Extracts were assayed for antibacterial activity using the agar well diffusion and micro plate dilution assay. In addition, minimum bactericidal concentrations (MBC), lactate dehydrogenase (LDH) release assay and rhodamine 6G intake assay were used to ascertain the antibacterial activity. The cytotoxic effects of the plant extracts were determined using tetrazolium-based colorimetric (MTT) cell proliferation assay against MCF-7, human colorectal carcinoma cells (Caco-2), A549 and HeLa cancerous cell lines.
The acetone extracts from Waburgia salutaris revealed noteworthy anti-proliferative effect yielding IC50 value of 34.15 μg/ml against MCF-7 cell line, while acetone extract from Curtisia dentata significantly (P ≤ 0.05) revealed promising IC50 values of 41.55, 45.13, 57.35 and 43.24 μg/ml against A549, HeLa, CaCo-2 and MCF-7 cell lines. The extracts further revealed a broad-spectrum antibacterial activity against bacterial strains used in the study. An acetone extract from W. salutaris revealed the highest zone of inhibition and the lowest minimum inhibitory concentration (MIC) of 21.0 mm and 0.16 mg/ml respectively against Staphylococcus aureus. Methanol extract from W. salutaris and ethyl acetate extract from C. dentata revealed 53% inhibition of R6G inside the cell against Staphylococcus aureus and Escherichia coli respectively in a cytosolic lactate dehydrogenase assay, suggesting that the mode of action of such extracts may be through efflux pump.

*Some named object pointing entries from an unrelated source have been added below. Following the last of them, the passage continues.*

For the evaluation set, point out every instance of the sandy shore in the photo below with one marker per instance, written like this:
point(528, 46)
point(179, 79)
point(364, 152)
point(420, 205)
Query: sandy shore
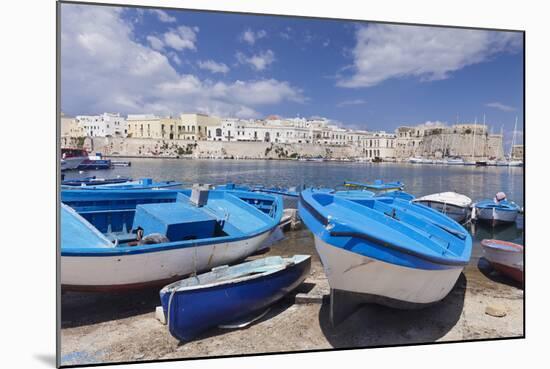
point(112, 328)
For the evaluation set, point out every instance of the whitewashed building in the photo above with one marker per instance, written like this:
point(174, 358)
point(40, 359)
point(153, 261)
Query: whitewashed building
point(104, 125)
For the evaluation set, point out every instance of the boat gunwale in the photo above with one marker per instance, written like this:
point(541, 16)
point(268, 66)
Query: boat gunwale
point(272, 224)
point(287, 263)
point(423, 256)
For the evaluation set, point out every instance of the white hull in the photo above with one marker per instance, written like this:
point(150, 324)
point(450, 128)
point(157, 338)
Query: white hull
point(136, 270)
point(510, 259)
point(352, 272)
point(457, 213)
point(496, 215)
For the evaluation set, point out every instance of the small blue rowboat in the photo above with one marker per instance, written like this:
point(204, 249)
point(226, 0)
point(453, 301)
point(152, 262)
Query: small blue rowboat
point(385, 250)
point(490, 211)
point(377, 185)
point(140, 184)
point(94, 181)
point(131, 239)
point(230, 293)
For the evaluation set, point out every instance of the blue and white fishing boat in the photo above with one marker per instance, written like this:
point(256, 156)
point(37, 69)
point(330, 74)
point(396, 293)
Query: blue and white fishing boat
point(230, 294)
point(118, 240)
point(377, 185)
point(385, 250)
point(139, 184)
point(452, 204)
point(94, 181)
point(495, 212)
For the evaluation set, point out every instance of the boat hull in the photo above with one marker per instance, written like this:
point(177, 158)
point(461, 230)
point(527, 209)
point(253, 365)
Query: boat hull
point(495, 216)
point(191, 312)
point(508, 262)
point(457, 213)
point(148, 269)
point(384, 283)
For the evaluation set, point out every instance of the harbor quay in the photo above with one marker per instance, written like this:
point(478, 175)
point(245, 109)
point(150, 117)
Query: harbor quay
point(100, 328)
point(194, 135)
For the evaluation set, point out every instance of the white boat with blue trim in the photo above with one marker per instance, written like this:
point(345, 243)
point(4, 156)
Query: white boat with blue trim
point(130, 239)
point(385, 250)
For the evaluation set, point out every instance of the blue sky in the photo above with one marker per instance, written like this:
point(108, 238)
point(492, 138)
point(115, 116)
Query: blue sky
point(363, 75)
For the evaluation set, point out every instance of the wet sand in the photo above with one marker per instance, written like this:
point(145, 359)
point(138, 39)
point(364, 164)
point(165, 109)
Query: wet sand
point(101, 328)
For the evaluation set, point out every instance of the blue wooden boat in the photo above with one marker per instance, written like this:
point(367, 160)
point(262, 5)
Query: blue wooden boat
point(377, 185)
point(290, 192)
point(495, 212)
point(147, 238)
point(94, 181)
point(229, 294)
point(139, 184)
point(385, 250)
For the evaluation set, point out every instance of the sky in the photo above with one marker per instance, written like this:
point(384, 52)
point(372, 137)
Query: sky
point(362, 75)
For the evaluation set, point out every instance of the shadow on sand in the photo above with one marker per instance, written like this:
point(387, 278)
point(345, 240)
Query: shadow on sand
point(376, 325)
point(81, 308)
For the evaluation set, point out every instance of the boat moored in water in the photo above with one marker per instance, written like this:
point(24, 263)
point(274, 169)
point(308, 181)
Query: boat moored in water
point(229, 295)
point(452, 204)
point(120, 240)
point(377, 185)
point(384, 250)
point(493, 211)
point(506, 257)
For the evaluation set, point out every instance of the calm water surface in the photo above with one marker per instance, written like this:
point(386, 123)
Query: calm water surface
point(475, 182)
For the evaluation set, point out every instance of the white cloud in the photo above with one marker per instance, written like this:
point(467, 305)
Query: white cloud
point(163, 16)
point(351, 102)
point(385, 51)
point(500, 106)
point(156, 43)
point(257, 61)
point(213, 66)
point(250, 37)
point(181, 38)
point(104, 69)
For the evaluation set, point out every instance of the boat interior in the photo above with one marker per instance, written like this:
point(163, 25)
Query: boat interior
point(172, 217)
point(396, 221)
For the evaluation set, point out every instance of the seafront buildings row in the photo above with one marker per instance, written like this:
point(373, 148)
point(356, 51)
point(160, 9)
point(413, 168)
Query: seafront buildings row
point(468, 140)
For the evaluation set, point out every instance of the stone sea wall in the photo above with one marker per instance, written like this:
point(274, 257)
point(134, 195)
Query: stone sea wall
point(144, 147)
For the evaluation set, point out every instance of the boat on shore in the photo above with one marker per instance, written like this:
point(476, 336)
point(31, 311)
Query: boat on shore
point(495, 212)
point(452, 204)
point(384, 250)
point(94, 181)
point(129, 184)
point(230, 295)
point(123, 240)
point(505, 257)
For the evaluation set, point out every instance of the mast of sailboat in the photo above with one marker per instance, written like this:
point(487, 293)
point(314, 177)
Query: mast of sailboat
point(474, 141)
point(485, 141)
point(513, 137)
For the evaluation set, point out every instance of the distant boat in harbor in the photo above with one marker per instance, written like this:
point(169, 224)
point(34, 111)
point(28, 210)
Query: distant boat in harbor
point(454, 205)
point(454, 161)
point(495, 211)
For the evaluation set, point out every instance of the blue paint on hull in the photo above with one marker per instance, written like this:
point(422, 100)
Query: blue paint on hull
point(193, 311)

Overall, the extracts had good antibacterial activity and anti-proliferative effects against selected cancerous cell lines. Given the good antibacterial activity of the extracts the plants may act as an immune booster and prevent infection in immunosuppressed cancer patients. This is further supported by the plants' anti-proliferative potential, bacteriostatic, bactericidal properties and also their ability to block bacterial efflux pump systems.